DESCRIPTION (provided by applicant): This revised application of a new proposal describes a comprehensive biochemical and biophysical investigation into the `DNA mimicry' of a recently discovered member of the Pentapeptide Repeat Protein (PRP) family of proteins. The atomic resolution structure of the MfpA PRP from Mycobacterium tuberculosis revealed a new protein fold; MfpA's right-handed 2-helical coils yield an elongated structure that is a remarkable mimic of the size, shape and electrostatic surface of DNA. That DNA mimicry is important to the biological role of MfpA is suggested by its ability to confer resistance to fluoro- quinolones by binding DNA gyrase thereby inhibiting its function. We will test the hypothesis that mimicry of the physical properties DNA by MfpA is the heart of its ability to confer drug resistance. Our long term goal is to understand the molecular mechanism by which MfpA and other PRP mediate antibiotic resistance and potentially regulate the enzymatic processing of DNA. MfpA will be developed as a model system for the exploration of DNA mimicry by this newly-discovered and widely-distributed class of proteins. Fluoroquinolones are extremely important antibiotics due to their efficacy against Gram- positive, Gram-negative and mycobacteria. Fluoroquinolones act on DNA gyrase with a unique mechanism of action. They are remarkable for their absence of toxicity and a therapeutic index that is the highest of all currently prescribed antibiotics. The rapid emergence, and spread, of transmissible forms of fluoroquinolone resistance due to the expression of the plasmid-encoded proteins threatens the clinical utility of these antibiotics. The proposed studies seek to understand how the physical properties of the Peptapeptide Repeat Proteins MfpA and Qnr generate resistance to fluoroquinolones. This understanding would provide new targets for therapeutics complementary to fluoroquinolone that would counter the PRP-mediated resistance. Conversely, an understanding of the mechanism by which these proteins function may allow the PRP fold to be used as a platform for the development of novel protein or peptide therapeutics.

描述（由申请人提供）：本修订后的新申请描述了对最近发现的五肽重复蛋白（PRP）蛋白家族成员的“DNA拟态”的全面生化和生物物理研究。结核分枝杆菌MfpA PRP的原子分辨结构揭示了一个新的蛋白折叠；MfpA的右手2螺旋线圈产生了一个细长的结构，这是一个非凡的模仿DNA的大小，形状和静电表面。
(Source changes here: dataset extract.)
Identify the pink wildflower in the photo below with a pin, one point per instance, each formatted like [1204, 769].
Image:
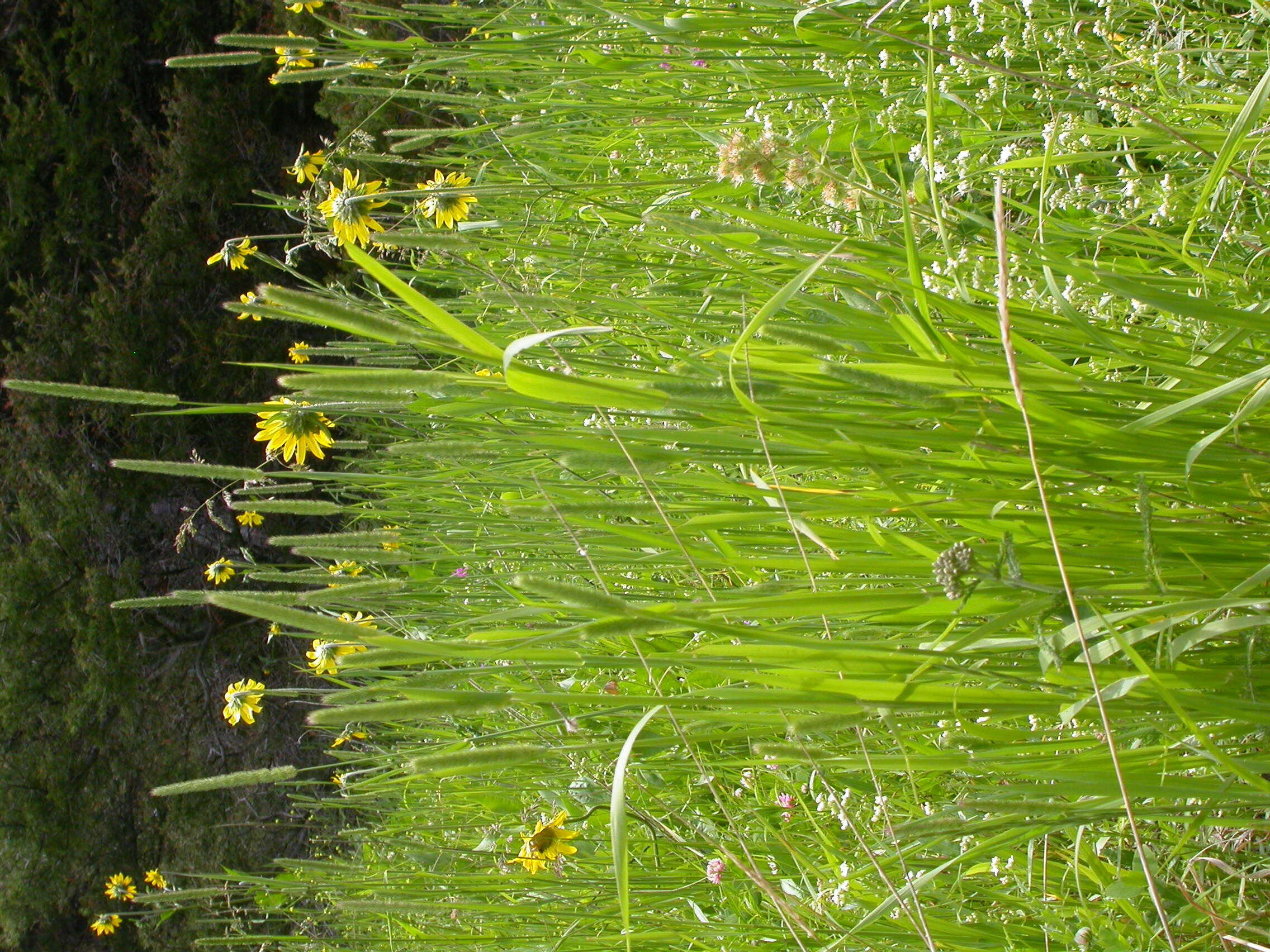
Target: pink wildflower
[714, 871]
DNA模仿对MfpA的生物学作用很重要，这表明它能够通过结合DNA回转酶从而抑制其功能而赋予对氟喹诺酮类药物的抗性。我们将验证MfpA对DNA物理特性的模仿是其赋予耐药性能力的核心这一假设。我们的长期目标是了解MfpA和其他PRP介导抗生素耐药性的分子机制，并可能调节DNA的酶促加工。MfpA将被开发为一个模型系统，用于探索这种新发现和广泛分布的一类蛋白质的DNA模仿。氟喹诺酮类药物因其对革兰氏阳性、革兰氏阴性和分枝杆菌的疗效而成为极为重要的抗生素。氟喹诺酮类药物以独特的作用机制作用于DNA旋切酶。值得注意的是，它们没有毒性，治疗指数是目前所有处方抗生素中最高的。由于质粒编码蛋白的表达，氟喹诺酮类药物耐药的传播形式迅速出现和蔓延，威胁到这些抗生素的临床应用。拟议的研究旨在了解肽重复蛋白MfpA和Qnr的物理性质如何产生对氟喹诺酮类药物的抗性。这一认识将为氟喹诺酮类药物的补充治疗提供新的靶点，以对抗prp介导的耐药性。相反，了解这些蛋白质的功能机制可能会使PRP折叠成为开发新型蛋白质或肽疗法的平台。